Great point. However, the end user might not have ever questioned your ownership of your family’s domain had you simply positioned your initial email by clearly stating that you were “representing a client” or were “marketing the domain asset on behalf of your client.”

Attorneys aren’t the only professionals that work on behalf on clients and I landed my first deal last fall using this type of email.

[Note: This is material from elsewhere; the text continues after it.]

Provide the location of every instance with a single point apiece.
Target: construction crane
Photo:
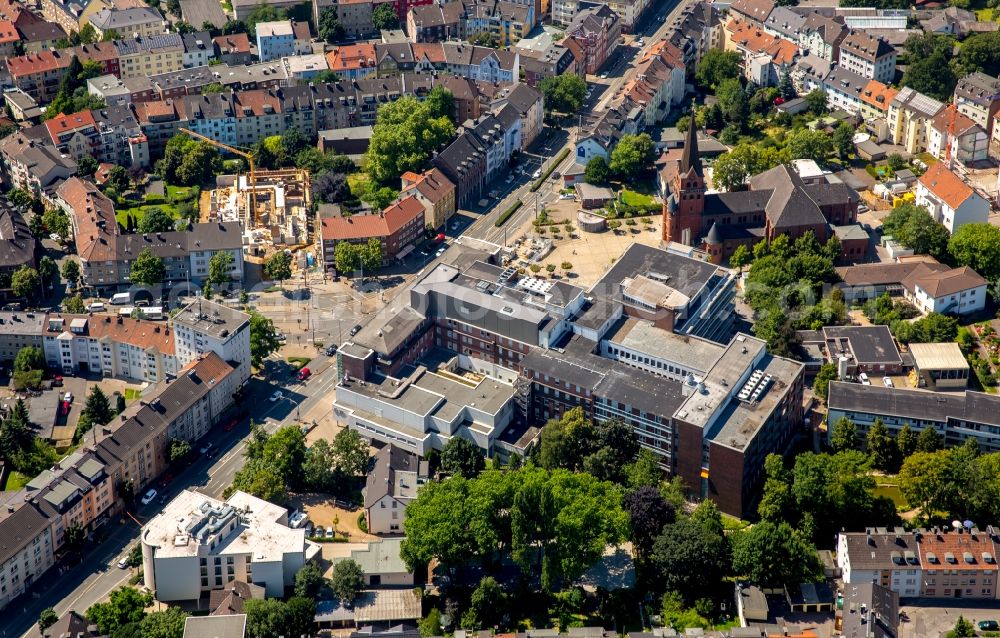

It just adds a layer between me and the end user. Also for some larger corporate types, they seem to respond better to this type of language.

Just a thought.

7 years ago

[…] Secondly, try to avoid using free email addresses like hotmail, yahoo, gmail accounts. Normally I use @AbdulBasit for sending emails. There are two things when I say to avoid using free email address. First, this doesn’t give good look. Secondly, when I use the email @AbdulBasit I always keep my domains under the same domain so the enduser in case checking the WHOIS will know that I am the legitimate owner of the domain I am offering to him. For more details about the second reason you can read my article written in past – Use same… Read more »

Omar Negron
5 years ago

Hey Abdul.

This makes a lot of sense in my opinion. I think we will be implementing more of this in our marketing activities. It’s a very small change but could possibly make a big difference.

One thing I never liked was sending emails from gmails or free email accounts. We’ve been sending them from personal accounts now (our but those don’t match the whois.

We’ll give this a shot.

Thanks for the tip!


Nikhil Jain
Nikhil Jain
3 years ago

Hello! I’m quite new to domaining. Could you please throw some light on the process you follow to make outbound emails ? I mean the research that goes in it regarding the right person to be contacted at the right email address.

I’d appreciate your response and time on this.